First, let's address the camera situation

Yes, the first few times you film yourself training, it will feel awkward. You will prop your phone against a water bottle, realise you've captured a beautiful 40-second video of the ceiling, reposition it, and then discover you've filmed exclusively your left knee. You will try a new angle and find out your face does something truly alarming at the top of a heavy squat. This is normal. This is everyone.

The setup gets easier. A small tripod, a phone clip, or even just leaning your phone against your bag at the right angle takes about 30 seconds once you've figured out what works for your gym setup. The footage doesn't need to be cinematic. It just needs to show your body moving through the lift.

And for the record — the face you make when you're genuinely pushing close to failure? That's not embarrassing. That's what real effort looks like. Own it.

The footage doesn't need to be cinematic. It doesn't need to go anywhere. It just needs to exist — because what you see when you watch it back will change how you train.

What you think you're doing versus what you're actually doing

There is a well-documented gap between what a movement feels like and what it looks like from the outside. You feel like you're hitting depth on your squat. The video shows you stopping about four inches short. You feel like your back is neutral on your deadlift. The video has notes.

This isn't a reflection of your skill or effort — it's just how the brain works. Proprioception (your internal sense of where your body is in space) is genuinely unreliable, especially under load. The heavier the weight, the more your nervous system will quietly negotiate shortcuts you aren't aware of. Filming catches those negotiations before they become habits.

Watching yourself train — even just for your own reference, even if you delete it immediately after — gives you data your internal sense of the movement simply cannot.

Why it's a non-negotiable part of my coaching process

Video feedback is built into the coaching process for a reason — actually, several reasons. And none of them are about judging your form or making you feel self-conscious. It's the single most effective tool for making sure the program is actually working for your body specifically.

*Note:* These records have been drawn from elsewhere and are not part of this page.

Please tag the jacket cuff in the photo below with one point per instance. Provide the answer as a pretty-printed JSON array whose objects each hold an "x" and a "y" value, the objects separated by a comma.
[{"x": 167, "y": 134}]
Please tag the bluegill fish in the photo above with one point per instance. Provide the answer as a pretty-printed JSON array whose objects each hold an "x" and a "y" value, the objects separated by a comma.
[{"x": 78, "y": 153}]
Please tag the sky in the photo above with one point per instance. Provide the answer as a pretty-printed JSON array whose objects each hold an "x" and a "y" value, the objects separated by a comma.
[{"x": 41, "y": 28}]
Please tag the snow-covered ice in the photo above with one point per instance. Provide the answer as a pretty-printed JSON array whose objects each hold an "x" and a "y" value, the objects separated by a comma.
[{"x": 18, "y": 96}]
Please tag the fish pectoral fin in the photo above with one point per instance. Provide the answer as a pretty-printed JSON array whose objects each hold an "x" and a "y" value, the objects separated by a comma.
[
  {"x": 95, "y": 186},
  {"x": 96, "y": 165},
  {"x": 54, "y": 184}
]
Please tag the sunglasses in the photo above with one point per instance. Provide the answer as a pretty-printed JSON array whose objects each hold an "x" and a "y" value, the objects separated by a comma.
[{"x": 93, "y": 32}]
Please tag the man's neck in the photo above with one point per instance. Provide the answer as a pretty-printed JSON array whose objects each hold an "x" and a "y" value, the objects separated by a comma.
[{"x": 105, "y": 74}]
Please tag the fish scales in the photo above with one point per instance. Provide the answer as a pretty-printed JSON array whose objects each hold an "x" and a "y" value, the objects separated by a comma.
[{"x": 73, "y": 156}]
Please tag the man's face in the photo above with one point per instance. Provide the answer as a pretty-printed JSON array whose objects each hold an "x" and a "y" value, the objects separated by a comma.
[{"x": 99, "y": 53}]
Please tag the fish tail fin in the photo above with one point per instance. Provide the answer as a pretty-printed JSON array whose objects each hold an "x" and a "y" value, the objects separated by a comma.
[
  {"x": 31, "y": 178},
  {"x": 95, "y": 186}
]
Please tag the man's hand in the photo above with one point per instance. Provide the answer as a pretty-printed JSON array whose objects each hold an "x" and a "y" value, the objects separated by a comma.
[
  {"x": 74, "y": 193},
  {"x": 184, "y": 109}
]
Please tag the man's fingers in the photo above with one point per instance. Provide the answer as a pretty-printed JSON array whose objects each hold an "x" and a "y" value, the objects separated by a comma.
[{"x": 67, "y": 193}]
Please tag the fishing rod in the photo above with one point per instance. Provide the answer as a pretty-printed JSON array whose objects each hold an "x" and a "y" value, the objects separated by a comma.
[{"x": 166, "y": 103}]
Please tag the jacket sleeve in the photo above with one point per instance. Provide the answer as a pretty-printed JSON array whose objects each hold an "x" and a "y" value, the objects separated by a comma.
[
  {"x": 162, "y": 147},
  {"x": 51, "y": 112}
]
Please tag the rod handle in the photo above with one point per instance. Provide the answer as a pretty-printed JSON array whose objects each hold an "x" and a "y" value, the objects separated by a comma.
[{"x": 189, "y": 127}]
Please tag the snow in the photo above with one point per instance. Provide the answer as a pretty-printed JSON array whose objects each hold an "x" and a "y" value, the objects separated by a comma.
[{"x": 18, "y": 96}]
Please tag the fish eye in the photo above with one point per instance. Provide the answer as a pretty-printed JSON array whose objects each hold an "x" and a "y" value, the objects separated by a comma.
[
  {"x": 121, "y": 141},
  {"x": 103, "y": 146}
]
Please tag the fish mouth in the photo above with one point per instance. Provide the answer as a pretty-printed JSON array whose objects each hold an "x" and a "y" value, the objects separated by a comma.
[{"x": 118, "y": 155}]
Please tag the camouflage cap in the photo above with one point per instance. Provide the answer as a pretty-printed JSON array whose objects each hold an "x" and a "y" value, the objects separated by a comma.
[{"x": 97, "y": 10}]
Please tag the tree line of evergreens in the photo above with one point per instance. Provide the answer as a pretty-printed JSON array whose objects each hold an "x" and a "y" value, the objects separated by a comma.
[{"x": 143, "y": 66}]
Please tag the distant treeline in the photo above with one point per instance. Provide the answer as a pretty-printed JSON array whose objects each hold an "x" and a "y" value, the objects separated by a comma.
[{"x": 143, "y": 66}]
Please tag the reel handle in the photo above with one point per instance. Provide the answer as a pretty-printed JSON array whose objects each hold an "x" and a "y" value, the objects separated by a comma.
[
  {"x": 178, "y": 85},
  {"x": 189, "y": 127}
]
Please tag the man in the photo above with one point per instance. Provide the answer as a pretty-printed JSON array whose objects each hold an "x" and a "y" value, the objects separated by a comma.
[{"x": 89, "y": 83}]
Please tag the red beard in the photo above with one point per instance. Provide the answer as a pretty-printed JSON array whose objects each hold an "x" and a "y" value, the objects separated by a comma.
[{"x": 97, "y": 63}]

Your body mechanics are unique. Two people can perform the same exercise with completely different mechanics — and both can be correct for their body. Hip socket depth, limb length, ankle mobility, shoulder structure — all of these affect how a movement should look for you. What's textbook form for one person can be inefficient or even problematic for another.

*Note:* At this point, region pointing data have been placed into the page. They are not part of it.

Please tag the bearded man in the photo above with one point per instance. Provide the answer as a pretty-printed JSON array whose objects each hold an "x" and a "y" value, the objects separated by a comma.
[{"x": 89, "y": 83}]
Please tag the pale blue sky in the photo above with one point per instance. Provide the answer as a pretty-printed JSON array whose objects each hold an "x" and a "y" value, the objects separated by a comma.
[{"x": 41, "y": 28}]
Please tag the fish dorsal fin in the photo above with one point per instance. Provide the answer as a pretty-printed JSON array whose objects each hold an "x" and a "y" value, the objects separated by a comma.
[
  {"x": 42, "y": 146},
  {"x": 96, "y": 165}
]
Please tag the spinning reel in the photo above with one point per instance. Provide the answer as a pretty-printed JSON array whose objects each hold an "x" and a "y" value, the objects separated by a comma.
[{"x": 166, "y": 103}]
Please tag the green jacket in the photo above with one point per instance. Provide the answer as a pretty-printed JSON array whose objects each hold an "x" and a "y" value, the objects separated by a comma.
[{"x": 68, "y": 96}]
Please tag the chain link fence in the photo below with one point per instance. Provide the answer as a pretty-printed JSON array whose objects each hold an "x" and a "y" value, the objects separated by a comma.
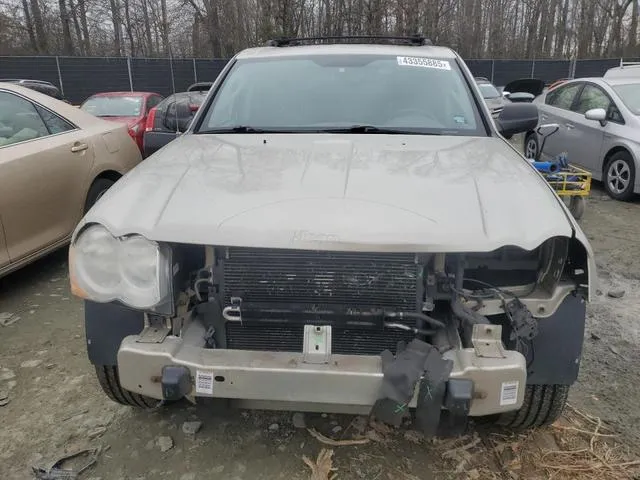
[{"x": 80, "y": 77}]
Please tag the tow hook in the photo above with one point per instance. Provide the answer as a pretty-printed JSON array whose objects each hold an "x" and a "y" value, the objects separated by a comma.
[
  {"x": 176, "y": 382},
  {"x": 233, "y": 312}
]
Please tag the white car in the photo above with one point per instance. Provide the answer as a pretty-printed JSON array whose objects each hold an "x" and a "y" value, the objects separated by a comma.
[{"x": 599, "y": 121}]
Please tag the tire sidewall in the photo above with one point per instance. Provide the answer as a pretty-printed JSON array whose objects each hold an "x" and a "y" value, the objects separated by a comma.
[
  {"x": 98, "y": 188},
  {"x": 629, "y": 192}
]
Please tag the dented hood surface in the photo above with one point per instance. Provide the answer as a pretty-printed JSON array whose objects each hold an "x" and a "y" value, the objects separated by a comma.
[{"x": 342, "y": 192}]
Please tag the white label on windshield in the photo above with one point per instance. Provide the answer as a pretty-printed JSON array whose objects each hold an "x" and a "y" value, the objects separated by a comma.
[
  {"x": 204, "y": 382},
  {"x": 424, "y": 63},
  {"x": 509, "y": 393}
]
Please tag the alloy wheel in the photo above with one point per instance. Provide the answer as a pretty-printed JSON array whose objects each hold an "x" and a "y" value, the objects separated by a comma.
[
  {"x": 531, "y": 149},
  {"x": 618, "y": 176}
]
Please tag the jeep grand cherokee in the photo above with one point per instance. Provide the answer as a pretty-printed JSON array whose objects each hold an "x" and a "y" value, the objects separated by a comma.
[{"x": 342, "y": 228}]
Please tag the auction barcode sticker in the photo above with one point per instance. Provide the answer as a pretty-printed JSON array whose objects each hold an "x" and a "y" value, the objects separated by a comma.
[
  {"x": 424, "y": 63},
  {"x": 509, "y": 393},
  {"x": 204, "y": 382}
]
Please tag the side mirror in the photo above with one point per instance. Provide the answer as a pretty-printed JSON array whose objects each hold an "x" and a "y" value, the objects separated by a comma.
[
  {"x": 547, "y": 129},
  {"x": 597, "y": 114},
  {"x": 517, "y": 118},
  {"x": 183, "y": 114}
]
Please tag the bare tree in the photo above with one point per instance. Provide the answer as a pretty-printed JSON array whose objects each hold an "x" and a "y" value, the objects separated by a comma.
[{"x": 219, "y": 28}]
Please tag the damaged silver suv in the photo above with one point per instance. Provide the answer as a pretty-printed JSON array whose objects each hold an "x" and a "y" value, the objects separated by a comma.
[{"x": 342, "y": 228}]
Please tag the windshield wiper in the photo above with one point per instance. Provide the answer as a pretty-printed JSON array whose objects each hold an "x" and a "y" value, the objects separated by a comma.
[
  {"x": 372, "y": 129},
  {"x": 239, "y": 129}
]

Seeing you move is the only way to know which exercises suit your body best, and how to adjust the ones that don't. A program built around your actual mechanics — not a generic template — produces meaningfully better results.

Range of motion matters more than you think

Full range of motion maximises the stimulus to the muscle and reduces injury risk. It also tends to be one of the first things to go when the weight gets heavy. Video makes this visible in a way that feel alone never will.

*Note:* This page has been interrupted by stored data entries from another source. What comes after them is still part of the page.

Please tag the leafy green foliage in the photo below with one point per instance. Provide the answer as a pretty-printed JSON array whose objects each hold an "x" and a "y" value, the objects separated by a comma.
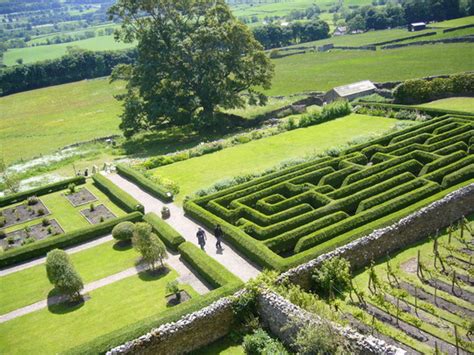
[
  {"x": 123, "y": 231},
  {"x": 149, "y": 245},
  {"x": 192, "y": 57},
  {"x": 62, "y": 275}
]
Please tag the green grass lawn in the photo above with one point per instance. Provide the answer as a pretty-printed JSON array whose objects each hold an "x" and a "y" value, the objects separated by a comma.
[
  {"x": 196, "y": 173},
  {"x": 323, "y": 71},
  {"x": 453, "y": 103},
  {"x": 53, "y": 51},
  {"x": 68, "y": 216},
  {"x": 31, "y": 285},
  {"x": 111, "y": 307},
  {"x": 43, "y": 120}
]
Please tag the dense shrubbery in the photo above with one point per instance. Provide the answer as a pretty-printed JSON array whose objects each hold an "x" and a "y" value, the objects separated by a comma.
[
  {"x": 420, "y": 90},
  {"x": 76, "y": 65}
]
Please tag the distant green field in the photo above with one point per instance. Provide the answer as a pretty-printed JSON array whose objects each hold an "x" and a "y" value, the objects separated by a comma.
[
  {"x": 34, "y": 54},
  {"x": 197, "y": 173},
  {"x": 41, "y": 121},
  {"x": 453, "y": 103},
  {"x": 322, "y": 71},
  {"x": 454, "y": 23}
]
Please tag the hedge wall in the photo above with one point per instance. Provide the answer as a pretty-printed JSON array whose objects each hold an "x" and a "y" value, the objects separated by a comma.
[
  {"x": 117, "y": 195},
  {"x": 145, "y": 183},
  {"x": 213, "y": 272},
  {"x": 41, "y": 247},
  {"x": 42, "y": 190},
  {"x": 167, "y": 234}
]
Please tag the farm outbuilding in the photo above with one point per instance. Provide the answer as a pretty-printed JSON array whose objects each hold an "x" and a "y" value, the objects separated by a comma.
[
  {"x": 351, "y": 91},
  {"x": 417, "y": 26}
]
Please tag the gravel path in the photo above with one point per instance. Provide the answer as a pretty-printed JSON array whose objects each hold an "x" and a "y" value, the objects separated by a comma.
[
  {"x": 228, "y": 257},
  {"x": 186, "y": 277}
]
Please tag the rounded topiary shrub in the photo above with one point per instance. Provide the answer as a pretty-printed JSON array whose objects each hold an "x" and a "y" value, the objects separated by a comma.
[{"x": 123, "y": 231}]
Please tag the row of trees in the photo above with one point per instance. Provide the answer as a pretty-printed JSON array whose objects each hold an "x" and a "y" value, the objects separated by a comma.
[
  {"x": 274, "y": 36},
  {"x": 77, "y": 65}
]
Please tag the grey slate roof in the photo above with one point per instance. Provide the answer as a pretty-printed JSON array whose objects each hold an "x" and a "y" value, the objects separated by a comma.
[{"x": 354, "y": 88}]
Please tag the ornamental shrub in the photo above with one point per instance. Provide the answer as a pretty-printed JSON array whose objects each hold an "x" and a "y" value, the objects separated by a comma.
[
  {"x": 123, "y": 231},
  {"x": 62, "y": 275}
]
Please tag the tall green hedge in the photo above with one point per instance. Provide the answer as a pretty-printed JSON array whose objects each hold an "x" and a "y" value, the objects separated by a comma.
[
  {"x": 41, "y": 247},
  {"x": 42, "y": 190},
  {"x": 117, "y": 195},
  {"x": 146, "y": 184},
  {"x": 167, "y": 234}
]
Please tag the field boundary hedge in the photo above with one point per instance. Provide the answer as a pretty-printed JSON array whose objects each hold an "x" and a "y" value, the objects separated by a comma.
[
  {"x": 41, "y": 247},
  {"x": 42, "y": 190},
  {"x": 167, "y": 234},
  {"x": 117, "y": 195},
  {"x": 145, "y": 183}
]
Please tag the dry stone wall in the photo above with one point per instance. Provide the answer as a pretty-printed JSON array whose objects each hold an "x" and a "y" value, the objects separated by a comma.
[
  {"x": 406, "y": 231},
  {"x": 285, "y": 319}
]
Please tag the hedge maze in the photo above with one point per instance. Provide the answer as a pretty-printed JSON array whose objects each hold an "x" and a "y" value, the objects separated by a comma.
[{"x": 284, "y": 217}]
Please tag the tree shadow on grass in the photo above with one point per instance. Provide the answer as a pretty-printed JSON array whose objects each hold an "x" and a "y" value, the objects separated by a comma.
[
  {"x": 123, "y": 245},
  {"x": 149, "y": 275},
  {"x": 60, "y": 304}
]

I can also assess whether the weight you're using is appropriate — whether you're moving too fast, cutting depth to handle the load, or whether there's actually room to add more. Weight selection has a direct impact on the quality of your reps, and quality reps are what drive body composition change.

Are you actually pushing close to failure?

This is probably the most important thing video tells me — and the hardest thing to self-assess accurately.

Training close to failure — genuinely close, not "that felt hard" close — is one of the primary drivers of strength gain and muscle development. Most people leave significantly more in the tank than they realise. The rep that feels like your last often isn't. The weight that feels heavy often isn't as heavy as it could be. This isn't a criticism — it's just what happens when you train without an external reference point.

Video shows the pace of your reps, how your body position changes as fatigue sets in, and whether you're genuinely grinding through the last rep or stopping comfortably short. That information allows me to push you appropriately — to programme rep ranges and loads that create real stimulus, not the appearance of effort.

Over time, watching your own training also teaches you what true failure actually feels like — and that's a skill that changes everything about how you train.

Most people leave significantly more in the tank than they realise. Video is what closes that gap — not because it's uncomfortable to watch, but because it's honest in a way that feel alone never is.

It's for you — but it also makes the coaching better

The videos you send don't need to be edited, filtered, or shot from a flattering angle. A slightly off-centre phone propped against a dumbbell is fine because the goal is simply to see the movement. I use video feedback to identify which exercises are producing results for your structure and which need to be swapped. To catch compensations before they cause problems. To adjust your training loads accurately. To determine if you're working hard enough to create change — and to coach you on how to push further, very close to true muscular failure. This is further than most people think.

This level of specificity is exactly what separates a program built around you from a generic template. And it's why clients who engage consistently with the video feedback component of their coaching tend to make faster, more measurable progress than those who don't.

So set up your phone, and start filming your sets!